Je la laissais réfléchir à ma place, emballer le concept dans du papier cadeau.
— Il va falloir préparer soigneusement l’opération, murmura-t-elle.
— Une vingtaine de spécialistes, pas plus. Et il nous faut un endroit sûr pour nous réunir.
— Il n’y en a pas de plus sûr qu’ici.
— Très bien, dis-je, soudain affolée à l’idée de rester plus longtemps dans cette chambre où j’avais appris la mort d’Ilya. Demandez aux Olympiens ce qu’il leur faut pour construire plusieurs pinceurs de grande taille, et combien de temps ils prévoient.
— Je vous réveille dans huit heures, me dit-elle en sortant.
Je fermai les paupières.
Lorsque la douleur descendit sur moi, je me frottai vigoureusement les yeux jusqu’à ce qu’ils me fassent mal. J’essayais de refouler mes larmes et de rester en possession de mes moyens. Je ne pouvais pas accepter. Je ne pouvais pas croire. Mes complexités d’adulte ne signifiaient rien face au besoin que je ressentais dans mon âme d’enfant. Je voyais sans cesse le visage de ma mère disparue avant que tout commence, perdue pour moi, perdue pour mon père. Je refusais d’assumer le chagrin de mon père, de perdre mon moi intérieur. J’étais incapable de revoir le visage d’Ilya avec clarté, comme une photo. Je pris mon ardoise pour chercher son image. Oui, il y avait celle où il était penché, souriant, sur une cyste mère à Cyane, et celle du jour de notre mariage, où on le voyait guindé dans son costume de cérémonie.

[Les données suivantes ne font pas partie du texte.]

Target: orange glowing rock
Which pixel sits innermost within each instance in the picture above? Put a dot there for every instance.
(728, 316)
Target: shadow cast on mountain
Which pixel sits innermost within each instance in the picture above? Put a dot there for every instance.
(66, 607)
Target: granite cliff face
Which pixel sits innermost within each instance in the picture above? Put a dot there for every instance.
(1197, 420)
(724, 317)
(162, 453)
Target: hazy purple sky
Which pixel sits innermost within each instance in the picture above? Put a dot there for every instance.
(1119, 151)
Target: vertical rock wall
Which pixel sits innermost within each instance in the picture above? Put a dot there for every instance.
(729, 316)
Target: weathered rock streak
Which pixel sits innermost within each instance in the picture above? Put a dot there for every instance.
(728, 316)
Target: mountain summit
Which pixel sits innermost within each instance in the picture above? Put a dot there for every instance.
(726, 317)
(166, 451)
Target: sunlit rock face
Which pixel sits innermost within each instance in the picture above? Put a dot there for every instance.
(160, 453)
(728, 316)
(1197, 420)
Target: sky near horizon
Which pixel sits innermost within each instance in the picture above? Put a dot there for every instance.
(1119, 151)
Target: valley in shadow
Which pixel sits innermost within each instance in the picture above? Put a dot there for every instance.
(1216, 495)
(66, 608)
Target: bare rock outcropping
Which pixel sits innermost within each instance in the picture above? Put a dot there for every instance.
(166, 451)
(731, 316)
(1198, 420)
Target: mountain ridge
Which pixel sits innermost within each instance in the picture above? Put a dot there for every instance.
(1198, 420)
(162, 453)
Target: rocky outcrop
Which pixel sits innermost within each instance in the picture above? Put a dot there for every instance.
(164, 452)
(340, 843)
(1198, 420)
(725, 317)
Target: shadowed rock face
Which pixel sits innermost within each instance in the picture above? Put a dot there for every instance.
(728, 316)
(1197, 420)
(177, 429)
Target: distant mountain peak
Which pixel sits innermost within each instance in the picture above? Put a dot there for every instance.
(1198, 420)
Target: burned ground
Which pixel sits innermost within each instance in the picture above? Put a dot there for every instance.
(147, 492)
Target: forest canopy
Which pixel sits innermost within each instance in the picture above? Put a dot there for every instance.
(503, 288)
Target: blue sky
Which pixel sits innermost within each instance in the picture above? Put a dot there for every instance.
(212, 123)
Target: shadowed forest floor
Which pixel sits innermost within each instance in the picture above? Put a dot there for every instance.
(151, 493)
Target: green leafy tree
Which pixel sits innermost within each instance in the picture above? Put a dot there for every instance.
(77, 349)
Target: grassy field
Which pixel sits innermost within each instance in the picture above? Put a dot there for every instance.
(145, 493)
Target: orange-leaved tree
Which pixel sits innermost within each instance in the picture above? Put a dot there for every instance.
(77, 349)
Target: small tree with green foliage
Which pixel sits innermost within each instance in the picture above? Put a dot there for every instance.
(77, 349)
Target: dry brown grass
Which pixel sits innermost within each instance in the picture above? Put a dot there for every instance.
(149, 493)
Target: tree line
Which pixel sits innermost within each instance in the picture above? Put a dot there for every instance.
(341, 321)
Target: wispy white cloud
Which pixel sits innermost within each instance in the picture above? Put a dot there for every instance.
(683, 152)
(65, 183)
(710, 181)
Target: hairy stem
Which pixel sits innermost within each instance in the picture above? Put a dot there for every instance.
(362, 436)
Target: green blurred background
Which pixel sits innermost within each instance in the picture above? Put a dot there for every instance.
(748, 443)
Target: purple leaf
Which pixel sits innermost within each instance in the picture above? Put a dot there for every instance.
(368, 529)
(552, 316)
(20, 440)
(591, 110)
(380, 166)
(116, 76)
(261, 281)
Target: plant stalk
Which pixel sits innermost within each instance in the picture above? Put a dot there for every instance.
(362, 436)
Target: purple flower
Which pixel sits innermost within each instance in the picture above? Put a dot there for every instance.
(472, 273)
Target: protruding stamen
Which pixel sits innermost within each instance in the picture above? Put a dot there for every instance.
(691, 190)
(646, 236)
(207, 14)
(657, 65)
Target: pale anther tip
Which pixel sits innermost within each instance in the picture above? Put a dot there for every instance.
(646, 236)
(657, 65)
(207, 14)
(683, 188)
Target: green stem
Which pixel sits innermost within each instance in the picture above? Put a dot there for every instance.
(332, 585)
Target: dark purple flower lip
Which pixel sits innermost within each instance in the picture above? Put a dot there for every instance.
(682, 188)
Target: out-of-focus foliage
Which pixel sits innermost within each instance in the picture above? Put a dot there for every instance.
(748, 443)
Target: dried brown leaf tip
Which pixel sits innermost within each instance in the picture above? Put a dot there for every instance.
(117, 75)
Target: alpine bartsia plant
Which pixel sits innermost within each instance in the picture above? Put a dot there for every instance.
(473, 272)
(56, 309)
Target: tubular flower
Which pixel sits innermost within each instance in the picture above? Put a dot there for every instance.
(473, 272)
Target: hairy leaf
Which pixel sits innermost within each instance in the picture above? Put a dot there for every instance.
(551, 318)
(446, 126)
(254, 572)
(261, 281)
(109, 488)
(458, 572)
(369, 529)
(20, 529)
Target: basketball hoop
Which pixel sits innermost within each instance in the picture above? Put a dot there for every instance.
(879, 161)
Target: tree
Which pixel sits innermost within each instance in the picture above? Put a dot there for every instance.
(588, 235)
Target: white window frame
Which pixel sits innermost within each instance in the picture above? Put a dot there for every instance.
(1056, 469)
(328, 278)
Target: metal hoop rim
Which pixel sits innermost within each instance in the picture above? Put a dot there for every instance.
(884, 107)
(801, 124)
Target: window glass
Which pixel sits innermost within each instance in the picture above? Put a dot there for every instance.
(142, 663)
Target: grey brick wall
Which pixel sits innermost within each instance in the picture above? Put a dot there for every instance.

J’avais l’impression que je ne lui avais jamais dit suffisamment à quel point je l’aimais, à quel point j’avais besoin de lui. Je me reprochai amèrement mon avarice en mots et en émotions révélées face à ceux que j’aimais.
Je me frottai de nouveau les yeux. Tout était déchiré, déchiqueté en étroites lanières à l’intérieur de moi. Un instant, j’envisageai de faire venir un arbeiter médical pour qu’il m’extirpe cette insupportable douleur. Je me disais que je n’avais pas le droit de laisser mes émotions interférer avec mon devoir. Mais je ne l’avais pas fait pour ma mère, et je ne le ferais pas maintenant.
J’obligeai mon corps à se relaxer. Puis, sans transition, je m’endormis, comme si un disjoncteur, quelque part, avait basculé à l’intérieur de ma tête. Les huit heures passèrent comme un instant.